• Areena_28 3 hours ago

    I know even we hit the same thing building internal security tooling. our model kept formatting output like documentation, not like how we would or any person in place of us would read in a terminal at 2am during an incident.

    I am a bit curious, did you find this behavior consistent across models or is it more pronounced with certain ones?

    • noemit 2 hours ago

      I ran into it while building - I should have tested different temps too - I was just trying to get cli style tool calls to be more reliable

    • shomp 10 hours ago

      Great observation. The brain of a programmer is still a "black box" to the feed-forward network of nodes . But in theory, if you pumped a lot of the live-coding videos from something like youtube into the process, you could get a bit of that "what's your approach"-erism to bleed into the model. There might not be enough material there to truly "train it to think" but it would be interesting to try and "fill the gaps" of black-box-ed-ness in the LLM with supplemental "here was the process that got us there" video feeds. The next natural move might actually be recording thousands of hours of footage of developers working with the LLMs directly like in Cursor or another IDE that has LLM live-pair-programming , maybe calling it "pair programming" is generous , but it might be a reasonable foray into teaching the next generation of LLMs the "thought process" behind things. In reality you'd be teaching it which files to inspect, which windows to open/close, which tools to switch to and focus on. And while it might be imperfect, it might just be enough.

      • acters 3 hours ago

        Instead of telling the LLM that "run"works like a cli, maybe just tell the LLM that "run" will execute sh/bash/zsh/etc scripts?

        • noemit 3 hours ago

          I tried over 20 variations of different system prompts. Once I changed my tool to expect the colon, it also felt like it was running/calling tools faster, but I need to do a larger test to be sure.

        • seertaak 4 hours ago

          Is that really true? I would have expected by now that AI companies nowadays are doing RL on git histories, not just on the HEAD.

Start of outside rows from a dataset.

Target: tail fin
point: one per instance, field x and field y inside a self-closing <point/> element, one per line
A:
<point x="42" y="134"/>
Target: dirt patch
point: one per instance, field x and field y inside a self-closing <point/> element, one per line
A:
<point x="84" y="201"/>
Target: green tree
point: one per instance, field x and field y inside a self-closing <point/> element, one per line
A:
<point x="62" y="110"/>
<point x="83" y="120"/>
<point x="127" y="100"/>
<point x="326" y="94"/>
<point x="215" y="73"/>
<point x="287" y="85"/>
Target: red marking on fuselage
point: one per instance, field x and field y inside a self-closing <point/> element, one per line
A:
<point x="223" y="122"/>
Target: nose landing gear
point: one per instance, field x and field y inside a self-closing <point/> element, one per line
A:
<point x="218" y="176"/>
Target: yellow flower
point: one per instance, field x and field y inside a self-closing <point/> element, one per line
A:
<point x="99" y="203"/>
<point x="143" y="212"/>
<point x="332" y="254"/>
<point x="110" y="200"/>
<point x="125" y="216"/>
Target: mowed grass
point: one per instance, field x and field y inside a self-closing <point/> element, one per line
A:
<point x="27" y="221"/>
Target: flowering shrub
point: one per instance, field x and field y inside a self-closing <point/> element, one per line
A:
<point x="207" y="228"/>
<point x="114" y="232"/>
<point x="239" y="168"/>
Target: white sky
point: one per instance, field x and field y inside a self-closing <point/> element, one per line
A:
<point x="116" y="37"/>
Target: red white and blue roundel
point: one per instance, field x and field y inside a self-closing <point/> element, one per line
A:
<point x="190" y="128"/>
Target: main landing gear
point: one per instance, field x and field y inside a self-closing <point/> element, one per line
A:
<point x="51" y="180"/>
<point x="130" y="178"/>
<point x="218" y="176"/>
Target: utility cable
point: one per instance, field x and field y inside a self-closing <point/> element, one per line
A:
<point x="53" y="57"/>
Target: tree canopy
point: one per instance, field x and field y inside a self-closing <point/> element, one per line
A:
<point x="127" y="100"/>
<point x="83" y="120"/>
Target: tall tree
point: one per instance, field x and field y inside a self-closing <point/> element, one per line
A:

          • noemit 2 hours ago

            I also expected this. Please run some experiments and maybe other models are different

          • mpalmer 6 hours ago

            The novice came to the master. "I have figured it out, the rules for how LLMs understand CLIs. It gives the right commands, but adds colons. It was trained on the visual shape of terminals, not keystrokes."

            "Clear the session," the master said. "Run the same prompt again."

            The novice pressed return. The model output: `ls -R /tmp`

            "The colons are gone," the novice said. "But my theory explained them perfectly."

            "You built a cage for a cloud," the master said. "Do not mistake a single roll of the dice for the rulebook."

            • noemit 2 hours ago

              I ran tests of 100 attempts with different prompt/scenario combinations. Each "attempt"/theory had 3 different system prompts wordings. Most of the prompts did not mention a colon, but it kept appearing. When I added negative instructions against using a colon, the quality went down (most of the tool calls were malformed, one common issue was markdown ticks in front) It was only when my system prompt acted like colons were normal that I kept getting 100/100 perfect expected tool calls. I ranked my system prompts by which returned the most consistent commands.

            • Art9681 7 hours ago

              Is "how programmers work" a useful and provable metric? No? Then it belongs in philosophy discussions. How you work and how I work is different. Your work may have ended up in the LLM training and my work did not. Or vice versa.

              Can you objectively analyze how VSCode adapts to your way of working without our interference?

              Did you test your theory with the actual frontier LLMs (which Kimi K2.5 is not BTW?)